I’ve had my gripes with UUP regarding the lack of diversity in the fund and how it fails to represent the true value of the dollar on a global scale.
Nearly 60 percent of its portfolio represents a short position in the euro relative to the dollar. However, that’s exactly what makes UUP a great hedging option for those wishing to mitigate the pain from the currency exposure of European equities.
UUP’s price has been relatively steady in the past year—and has even eked out slightly positive returns of 3.06 percent.
The MSCI Europe Index, on which the Vanguard Europe ETF (NYSEArca: VGK) is based, has meanwhile wallowed in the red, losing 16.60 percent over the same period.

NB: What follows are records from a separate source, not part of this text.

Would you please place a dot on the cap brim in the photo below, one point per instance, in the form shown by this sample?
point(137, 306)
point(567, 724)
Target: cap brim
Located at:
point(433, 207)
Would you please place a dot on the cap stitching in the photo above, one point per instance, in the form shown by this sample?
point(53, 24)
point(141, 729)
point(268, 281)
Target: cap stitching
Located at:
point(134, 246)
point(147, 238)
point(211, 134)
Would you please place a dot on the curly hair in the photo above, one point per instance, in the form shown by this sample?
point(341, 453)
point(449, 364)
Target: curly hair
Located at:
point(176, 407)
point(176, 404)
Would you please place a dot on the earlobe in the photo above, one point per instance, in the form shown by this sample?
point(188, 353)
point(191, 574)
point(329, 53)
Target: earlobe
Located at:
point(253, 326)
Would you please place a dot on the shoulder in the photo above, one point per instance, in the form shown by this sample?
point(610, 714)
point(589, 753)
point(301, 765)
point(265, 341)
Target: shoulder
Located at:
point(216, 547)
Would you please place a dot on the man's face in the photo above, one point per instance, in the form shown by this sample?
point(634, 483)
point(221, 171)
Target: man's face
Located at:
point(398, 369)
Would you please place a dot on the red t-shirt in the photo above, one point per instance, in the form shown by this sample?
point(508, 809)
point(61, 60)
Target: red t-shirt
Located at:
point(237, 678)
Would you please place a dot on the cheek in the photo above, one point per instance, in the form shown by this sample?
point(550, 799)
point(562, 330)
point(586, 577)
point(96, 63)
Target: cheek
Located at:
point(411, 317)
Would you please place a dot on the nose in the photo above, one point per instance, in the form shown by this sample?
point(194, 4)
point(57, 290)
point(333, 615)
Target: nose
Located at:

The returns VGK and UUP would bring your total returns much would be more in line with the -10 percent that local investors experienced free of the euro head winds.
To be fair, Greece’s impending exit may not be a complete death sentence for the euro. But it would bring more hardship to Greek citizens and may cause them to long for days when austerity measures were the talk of the day.
That’s because if the country were to move toward a reincarnated drachma, inflation would take its toll on citizens’ life savings, and bank runs would only get worse.
The scenes from such an event may serve as a warning to Italy and Spain that the grass on the other side isn’t that much greener.
It’s still too early to tell how all this will play out, but one thing’s for sure, the future is not bright, so prepare accordingly.